Squats and Deads in the Same Session!


That if you can do both in one session your not trying hard enough in the first one!

I started out training at the end of June. First time seriously hitting the weights, mainly to lose weight. So far i've dropped close to 85lbs (from 334 to 251 now) still around 28-30%bf however.

I've been managing recently to do Squats and Deads in the same session, my squat is around 295lbs (135kg) for a 5-6RM and my deadlift is a 352lb (160kg) 1RM or 320lb (145kg) 5RM.

Most of my progress has come by using a full-body weights routine, started off with 3x10 and 3x5 for heavy days. Now switched properly to 5x5, with the odd 3x10 day thrown in.

Today I opened up with Squats, as I have done for many many workouts, decided to go with what I now know is my 6RM for squat, 295lb and go for the 25 reps (using 5x5). Now with 3x10 or 3x5 I could easily go and deadlift a weight suitable to the amount of reps I was doing (so about 115kg for 10 or 145 for 5's), almost straight after (I do my dips in between now).

Today I could barely lift the 1st warm up weight for 5! I managed two reps at 110 (75% warm up) before I realised there was no way i'd be doing anything constructive.

So I guess today was a lesson learnt. Rotate Squats and Deadlifts.Does that ring true for most people? My initial thought is open up with Squats or Deads alternate workouts.

How many sets should I be looking at for Deadlifts, still 5x5 @ 5-6RM? I've seen some articles saying to warm up, then 1 set of 5 at work weight then done with DL's. Any reasoning, or just BS?


Congrats on your progress so far.

In my opinion, your logic is right on. Doing both heavy deads AND heavy squats in the same session is not ideal. I'm sure some people out there may advocate this, I would alternate using them as you suggested.

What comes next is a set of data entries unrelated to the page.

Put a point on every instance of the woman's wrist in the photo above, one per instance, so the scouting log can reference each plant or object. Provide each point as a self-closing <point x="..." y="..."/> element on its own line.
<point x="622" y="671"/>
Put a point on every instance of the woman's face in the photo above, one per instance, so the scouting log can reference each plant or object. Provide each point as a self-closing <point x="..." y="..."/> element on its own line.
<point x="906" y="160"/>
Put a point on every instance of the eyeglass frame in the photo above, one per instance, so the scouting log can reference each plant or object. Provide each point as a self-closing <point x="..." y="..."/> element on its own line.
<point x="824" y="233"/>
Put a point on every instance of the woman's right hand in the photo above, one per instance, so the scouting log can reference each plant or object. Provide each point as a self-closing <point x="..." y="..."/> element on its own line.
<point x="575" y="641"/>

As sets of deadlifts, there is no "should" - as in, you SHOULD do x amount. Do whatever your program/goals require and switch it up once progress begins to stall.

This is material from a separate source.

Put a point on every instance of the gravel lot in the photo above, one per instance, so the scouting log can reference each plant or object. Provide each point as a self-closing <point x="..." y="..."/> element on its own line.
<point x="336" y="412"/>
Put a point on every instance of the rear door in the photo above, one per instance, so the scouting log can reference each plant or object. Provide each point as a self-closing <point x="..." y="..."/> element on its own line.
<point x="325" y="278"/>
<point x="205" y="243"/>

I squat and DL on the same day. But not at the same intensity level. You can also rotate.


I squat and deadlift on the same day as well.

It CAN be done.


What this means is that you, individually, have not yet trained yourself to be able to do much on the deadlift after having done, in this example, 5 sets of squats.

At the present time as you do not want to short yourself on your deadlifts, doing deadlifts on a different day than squats makes perfect sense. If on a 7 day rotation I would schedule it such that there are 3 inbetween days between DL's and squats and 2 between squats and DL's. E.g. if squats are on Friday, DL's on Monday.

However as a general matter, no, a person can definitely be trained to be able to work very hard at both in the same day. Whether this is better for them than dividing them or not depends on other factors, not on any inherent undoability.

For example, the Westside powerlifters squat and deadlift (or do or deadlift-type exercises) in the same day and are not exactly failing in strength development from it.


following starting strength, i perform squats followed later by deads on specific days. obviously, i can lift more if i performed deadlifts on their own day, but ive found greater strength increases following both on the same day.
in saying that, im still lifting relatively light weights, so my body probably doesnt undergo as much strain as others with heavier loads :slightly_smiling:


As said I used to Squat and DL on the same day, just at different intensity levels, the squat was less weight for few reps.

Perhaps if I heavy squatted on day and reletively light DL'd (around 100/110kgs) and then lighter Squat load the next session (again around 100/110kg) with the heavier set of deadlifts later that session. Basically split up the intensity level over the sessions.

My program splits up as

Mon-Full Body Weights
Tues-HIIT cardio (30 mins max)

Any suggestions?


I rotate squats and deads on different days. But just do what works best for you. If you see results, continue. If you don't, change it.


I recently was in the same predicament as you. Since I hadn't progressed in the dead in a while and wanted to focus on posterior chain, I chose the deadlift as my main lower body exercise. I'll do light front squats on Tuesdays and go as heavy as I can with deadlifts on Saturdays. I don't expect any unrealistic carryover from my dead to my back squat, but I do expect my back squat to not regress, and since deadlift is my priority right now, that is totally fine. You might just have to prioritize which lift you want to progress in more?

And I'm not quite sure Westside guys do both in the same day. The very essence of their methodology is to pick ONE main lower lift and go balls to the wall on ME day with it. They might supplement a really heavy squat day with speed deads though... but in general I'm pretty sure they only do one of the lifts at max intensity per lower workout.


I squat and deadlift almost every workout. Doing them back to back sucks so space it out with something else. Rep out some pull-ups and let your lower back and hamstrings rest. I do starting strength so I mostly squat, bench and dead. The bench really serves as a much needed break.